All companies that operate in the EU are likely to process at least some personal data as data controllers, if only as it relates to their employees. Certainly, organizations that gather consumer data should be focusing on compliance, while all companies should, at the least, review their data processing activities, identify all activities for which they are a data controller, implement policies and technical safeguards in accordance with GDPR guidelines, audit their current third-party data storage contracts, and set up a practical incident response plan in the event of a data breach.

Data processors, including cloud service providers and other information technology vendors that process personal data, also must review their legal obligations under the GDPR, as they have independent compliance responsibility for the first time. These obligations include maintaining written documentation of processing activities carried out on behalf of a data controller, designating a data protection officer, and notifying the data controller upon discovering a data breach without undue delay.

So how are companies digesting the GDPR and reviewing their internal data policies? According to a survey of 200 European-based companies by cloud security provider Alert Logic published last month, while 77 percent of the surveyed companies are familiar with the GDPR, only 5 percent believe they are compliant with all applicable requirements. Moreover, only 27 percent reported that they were confident they will be ready when the GDPR becomes enforceable in May 2018.

The lack of confidence likely stems from the sheer scope of the GDPR. With 99 articles and 173 recitals, it is a massive document that, despite its goal of reducing administrative burdens for companies dealing with multiple data protection authorities within the EU, places high accountability burdens and new, regulations on data controllers and processors.

Many companies do not even know where to start, but companies should focus on identifying the key areas of change between the GDPR and the aged 1995 EU Data Protection Directive that it replaces. These include:

Expanded Jurisdiction and Scope

The GDPR applies to companies without a legal establishment in an EU member state provided that they control of process the personal data of EU citizens.

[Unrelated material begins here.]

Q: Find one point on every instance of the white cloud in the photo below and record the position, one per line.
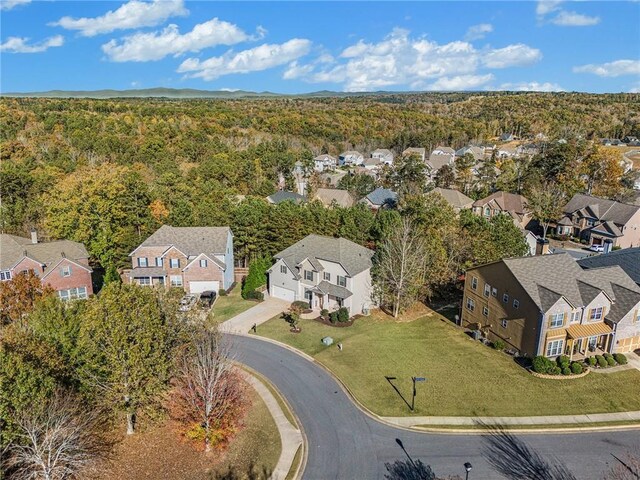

Stricter Requirements for Consent

The GDPR makes it more difficult for companies to obtain valid consent from data subjects, stating that consent must be freely given, specific, informed and unambiguous, either by a statement or by a clear affirmative action.

More Practical and User-Friendly Privacy Policies

Article 11 of the GDPR demands “transparent and easily accessible policies” and communications in “clear and plain language” adapted to the data subjects. If a controller uses automated means of gathering data, it must allow data subjects to submit choices, requests, and complaints electronically.

Restrictions on Direct Marketing and Profiling

The GDPR requires data subjects to be given the option of opting out of direct marketing, and it further requires that this opt-out be clearly distinguishable from other information.

Removal of Notification Requirement, Imposition of Documentation and Accountability

The GDPR removes any requirement for a data controller to notify a data protection authority of its processing activities and replaces it with a policy of accountability, documentation, and fines for failing to meet its obligations.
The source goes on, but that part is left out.